Coupling kinetic and continuum using data-driven maximum entropy distribution
Mohsen Sadr, Qian Wang, M. Hossein Gorji

TL;DR
This paper introduces a data-driven approach using maximum entropy distributions to improve hybrid kinetic-continuum flow simulations, enabling better boundary conditions and switching criteria with promising accuracy and efficiency.
Contribution
The study develops a novel MED-based coupling framework employing GPs and ANNs for efficient distribution prediction and a Fisher information-based criterion for solver switching.
Findings
Accurate recovery of bi-modal densities using MED estimators
Successful integration of MED into DSMC-SPH hybrid simulations
Achieved good agreement with benchmark solutions and improved speed
Abstract
An important class of multi-scale flow scenarios deals with an interplay between kinetic and continuum phenomena. While hybrid solvers provide a natural way to cope with these settings, two issues restrict their performance.
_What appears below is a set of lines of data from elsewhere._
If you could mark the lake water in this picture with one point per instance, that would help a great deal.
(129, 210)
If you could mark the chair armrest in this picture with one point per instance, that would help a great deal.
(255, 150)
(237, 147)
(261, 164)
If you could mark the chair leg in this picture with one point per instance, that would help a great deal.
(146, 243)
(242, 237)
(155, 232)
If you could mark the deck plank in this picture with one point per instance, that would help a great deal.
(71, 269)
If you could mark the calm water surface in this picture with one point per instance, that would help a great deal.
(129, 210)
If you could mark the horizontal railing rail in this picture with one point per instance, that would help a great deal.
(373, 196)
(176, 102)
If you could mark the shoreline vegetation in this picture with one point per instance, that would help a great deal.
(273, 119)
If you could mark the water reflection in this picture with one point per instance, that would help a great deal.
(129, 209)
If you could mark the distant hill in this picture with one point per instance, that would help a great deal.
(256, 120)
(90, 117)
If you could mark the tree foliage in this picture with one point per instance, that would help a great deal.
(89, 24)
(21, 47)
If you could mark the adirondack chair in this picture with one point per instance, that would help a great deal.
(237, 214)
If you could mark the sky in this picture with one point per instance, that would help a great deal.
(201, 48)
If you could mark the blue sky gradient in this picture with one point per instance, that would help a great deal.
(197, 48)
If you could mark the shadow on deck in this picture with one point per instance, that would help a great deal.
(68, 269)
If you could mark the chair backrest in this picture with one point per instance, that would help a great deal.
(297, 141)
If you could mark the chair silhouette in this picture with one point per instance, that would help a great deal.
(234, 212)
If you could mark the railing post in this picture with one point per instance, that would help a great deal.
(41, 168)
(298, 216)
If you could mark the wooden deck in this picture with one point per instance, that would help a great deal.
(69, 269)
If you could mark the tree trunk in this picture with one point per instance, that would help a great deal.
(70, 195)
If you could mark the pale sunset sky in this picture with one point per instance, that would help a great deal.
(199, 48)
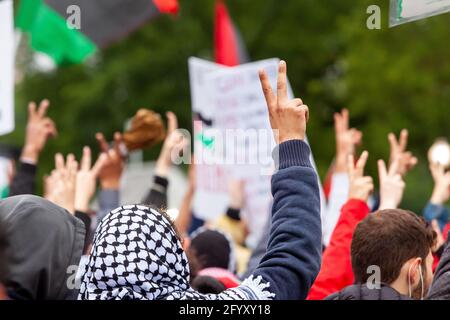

Foremost, the inverse problem implied by estimating distributions has to be addressed, to provide boundary conditions for the kinetic solver. The next issue comes from defining a robust yet accurate switching criterion between the two solvers. This study introduces a data-driven kinetic-continuum coupling, where the Maximum-Entropy-Distribution (MED) is employed to parametrize distributions arising from continuum field variables. Two regression methodologies of Gaussian-Processes (GPs) and Artificial-Neural-Networks (ANNs) are utilized to predict MEDs efficiently. Hence the MED estimates are employed to carry out the coupling, besides providing a switching…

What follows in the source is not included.